Which brings me to Sen. Rand Paul, the GOP's would-be Man for All Seasons. Paul has managed to make his opposition to the GOP's healthcare bill a matter of high libertarian principle. The fact that the bill is terribly unpopular in his home state of Kentucky — where more than 1 out of 5 Kentuckians are on Medicaid — is apparently just a coincidence.
Indeed, it seems like whenever I turn on the news, he's explaining why the GOP's healthcare efforts are disappointing. "Look, this is what we ran on for four elections. Republicans ran four times and won every time on repeal Obamacare," he told Fox News' Neil Cavuto, "and now they're going to vote to keep it. Disappointing."
Principles, meet self-interest.
But is Paul's idealism really what's driving him, or is that just a convenient excuse for doing what's politically expedient?
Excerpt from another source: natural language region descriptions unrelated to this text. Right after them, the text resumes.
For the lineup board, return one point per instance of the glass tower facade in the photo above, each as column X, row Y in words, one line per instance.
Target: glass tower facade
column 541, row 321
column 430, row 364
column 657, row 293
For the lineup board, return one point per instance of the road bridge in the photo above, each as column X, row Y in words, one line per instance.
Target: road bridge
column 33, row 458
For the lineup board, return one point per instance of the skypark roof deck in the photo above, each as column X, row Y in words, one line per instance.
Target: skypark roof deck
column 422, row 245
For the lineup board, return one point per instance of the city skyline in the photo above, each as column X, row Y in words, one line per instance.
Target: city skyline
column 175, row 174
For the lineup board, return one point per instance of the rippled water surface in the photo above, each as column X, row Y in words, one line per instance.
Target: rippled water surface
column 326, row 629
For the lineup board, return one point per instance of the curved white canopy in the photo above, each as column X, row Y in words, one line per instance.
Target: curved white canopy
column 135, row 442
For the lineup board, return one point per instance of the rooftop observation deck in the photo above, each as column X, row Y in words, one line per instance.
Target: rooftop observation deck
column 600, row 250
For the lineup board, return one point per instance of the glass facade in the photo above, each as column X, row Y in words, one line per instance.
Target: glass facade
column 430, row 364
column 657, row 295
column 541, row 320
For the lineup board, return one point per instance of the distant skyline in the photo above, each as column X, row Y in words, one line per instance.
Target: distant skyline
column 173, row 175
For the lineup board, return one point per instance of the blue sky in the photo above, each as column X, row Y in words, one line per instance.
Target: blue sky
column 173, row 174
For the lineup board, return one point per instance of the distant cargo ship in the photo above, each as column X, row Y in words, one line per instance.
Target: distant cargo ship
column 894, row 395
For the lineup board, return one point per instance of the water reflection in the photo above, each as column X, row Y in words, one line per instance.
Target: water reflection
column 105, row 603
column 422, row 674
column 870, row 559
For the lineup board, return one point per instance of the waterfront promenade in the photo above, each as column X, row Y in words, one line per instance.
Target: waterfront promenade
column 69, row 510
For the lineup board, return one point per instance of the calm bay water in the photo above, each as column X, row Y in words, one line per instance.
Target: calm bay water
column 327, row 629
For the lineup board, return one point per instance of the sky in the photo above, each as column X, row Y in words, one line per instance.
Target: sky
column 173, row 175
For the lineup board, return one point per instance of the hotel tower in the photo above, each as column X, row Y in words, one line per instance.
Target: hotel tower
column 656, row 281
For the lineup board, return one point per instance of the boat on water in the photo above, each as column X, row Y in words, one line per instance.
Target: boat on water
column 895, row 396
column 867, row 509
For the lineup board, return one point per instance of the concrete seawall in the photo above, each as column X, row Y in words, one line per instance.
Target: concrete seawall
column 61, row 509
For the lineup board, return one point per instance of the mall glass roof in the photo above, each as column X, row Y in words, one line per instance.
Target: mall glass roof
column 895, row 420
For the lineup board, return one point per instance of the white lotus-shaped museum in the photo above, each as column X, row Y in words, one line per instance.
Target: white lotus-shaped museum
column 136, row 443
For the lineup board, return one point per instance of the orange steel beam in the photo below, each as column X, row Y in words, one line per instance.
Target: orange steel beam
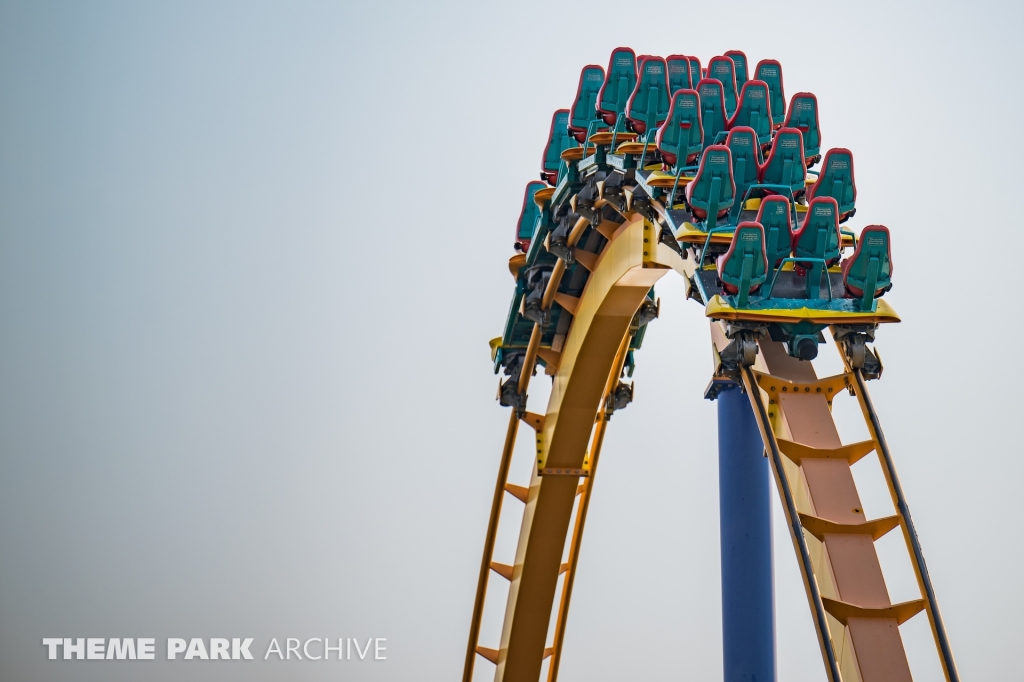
column 614, row 291
column 584, row 505
column 906, row 524
column 488, row 545
column 846, row 568
column 496, row 506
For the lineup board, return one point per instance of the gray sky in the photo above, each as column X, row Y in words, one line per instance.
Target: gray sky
column 251, row 255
It's tough to say.
Paul learned politics on the knee of his father, Ron Paul, a longtime Texas congressman and irrepressible presidential candidate. In the House, the elder Paul earned the nickname "Dr. No" because he voted against nearly everything on the grounds that it wasn't constitutional or libertarian enough. The fusion of cynicism and idealism was so complete, it was impossible to tell where one began and the other ended.
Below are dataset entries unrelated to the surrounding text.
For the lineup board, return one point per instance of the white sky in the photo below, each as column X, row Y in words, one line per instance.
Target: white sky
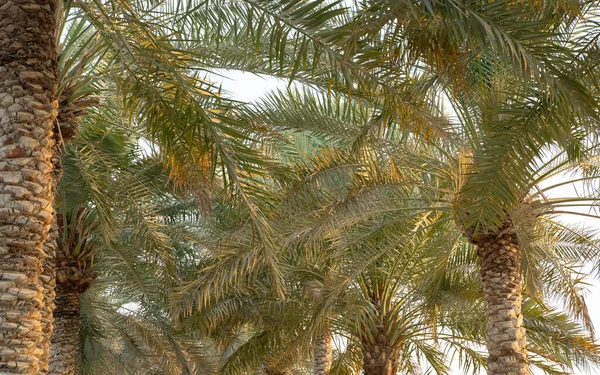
column 248, row 87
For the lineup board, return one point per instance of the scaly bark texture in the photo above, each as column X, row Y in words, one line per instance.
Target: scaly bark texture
column 48, row 280
column 501, row 277
column 65, row 128
column 323, row 353
column 65, row 339
column 74, row 275
column 381, row 357
column 27, row 111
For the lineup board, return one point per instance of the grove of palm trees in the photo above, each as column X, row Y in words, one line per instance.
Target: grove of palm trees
column 419, row 195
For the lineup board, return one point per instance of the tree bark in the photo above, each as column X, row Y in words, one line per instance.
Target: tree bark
column 66, row 128
column 28, row 108
column 65, row 339
column 501, row 277
column 323, row 353
column 380, row 358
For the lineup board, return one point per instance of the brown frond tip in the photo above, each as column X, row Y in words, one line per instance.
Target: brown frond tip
column 73, row 275
column 66, row 126
column 480, row 236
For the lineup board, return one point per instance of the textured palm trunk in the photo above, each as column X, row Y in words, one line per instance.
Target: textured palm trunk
column 276, row 371
column 27, row 111
column 65, row 339
column 501, row 278
column 67, row 126
column 380, row 358
column 48, row 280
column 323, row 353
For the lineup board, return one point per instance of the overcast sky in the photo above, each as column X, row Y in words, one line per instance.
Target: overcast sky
column 249, row 87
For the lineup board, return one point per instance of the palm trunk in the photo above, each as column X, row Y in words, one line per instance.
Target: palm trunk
column 380, row 358
column 276, row 371
column 65, row 339
column 501, row 278
column 323, row 353
column 69, row 126
column 27, row 111
column 48, row 279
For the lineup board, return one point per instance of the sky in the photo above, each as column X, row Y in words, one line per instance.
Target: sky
column 248, row 87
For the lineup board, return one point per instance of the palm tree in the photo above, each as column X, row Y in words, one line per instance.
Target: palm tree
column 520, row 87
column 541, row 241
column 28, row 109
column 109, row 184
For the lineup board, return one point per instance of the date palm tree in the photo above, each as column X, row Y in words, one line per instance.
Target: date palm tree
column 544, row 240
column 522, row 82
column 28, row 108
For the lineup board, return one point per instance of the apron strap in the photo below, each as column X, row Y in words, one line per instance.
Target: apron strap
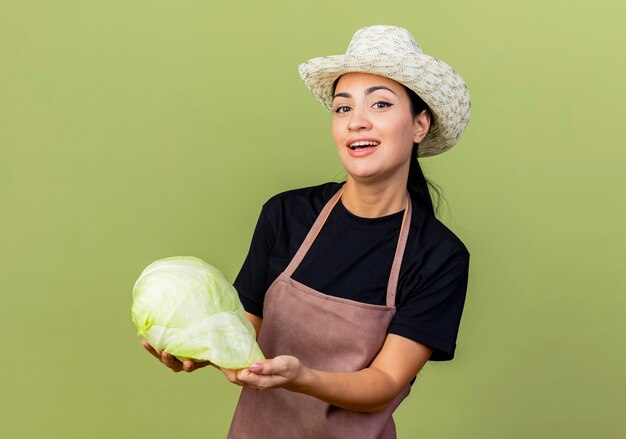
column 310, row 237
column 319, row 223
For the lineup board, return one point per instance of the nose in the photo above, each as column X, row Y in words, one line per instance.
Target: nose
column 359, row 120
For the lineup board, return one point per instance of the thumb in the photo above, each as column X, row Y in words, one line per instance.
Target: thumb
column 259, row 367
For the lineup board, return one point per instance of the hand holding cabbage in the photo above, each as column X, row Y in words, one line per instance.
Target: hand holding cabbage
column 186, row 307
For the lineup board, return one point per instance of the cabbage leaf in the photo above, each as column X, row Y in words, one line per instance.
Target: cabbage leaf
column 186, row 307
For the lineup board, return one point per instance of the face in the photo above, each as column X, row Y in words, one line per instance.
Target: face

"I'm absolutely for free trade, more so than any other member of the House," he told National Review's John Miller in 2007. "But I'm against managed trade." So he opposed the Central American Free Trade Agreement, and all other trade deals, not on Trumpian protectionist grounds but in service to his higher libertarian conscience which, in a brilliant pas de deux landed him in the protectionist position anyway.
Ron Paul loved earmarks. He'd cram pork for his district in must-pass spending bills like an overstuffed burrito — and then vote against them in the name of purity, often boasting that he never approved an earmark or a spending bill.
In 2006, Republicans proposed legislation to slow the growth of entitlements by $40 billion over five years. Democrats screamed bloody murder about Republican heartlessness and voted against it. So did Ron Paul — on the grounds the reform didn't go far enough.
Now I can't say for sure that Rand Paul is carrying on the family tradition.
And yet: Every time healthcare proceedings move one step in Paul's direction, he seems to move one step back. Sen. Ted Cruz of Texas offered an amendment that would open up the market for more flexible and affordable plans, like Paul wants. No good, he told Fox's Chris Wallace. Those plans are still in the "context" of the Obamacare mandates.
"My idea always was to replace it with freedom, legalize choice, legalize inexpensive insurance, allow people to join associations to buy their insurance."
Sounds good. Except a provision for exempting associations from Obamacare mandates is already in the bill.
Paul insists he's sympathetic to the GOP's plight and its need to avoid a midterm catastrophe. (It would look awful if the party did nothing on healthcare at all.) His solution? Just repeal Obamacare now, and work on a replacement later. "I still think the entire 52 of us can get together on a more narrow, clean repeal," he told Wallace.
That sounds like a constructive idea, grounded in principle.
Oddly, that's what the GOP leadership wanted to do back in January.
And one senator more than any other fought to stop them and even lobbied the White House successfully to change course. Guess who?
"If Congress fails to vote on a replacement at the same time as repeal," Paul wrote, "the repealers risk assuming the blame for the continued unraveling of Obamacare. For mark my words, Obamacare will continue to unravel and wreak havoc for years to come."
That's true, particularly, if Paul stays true to his principles.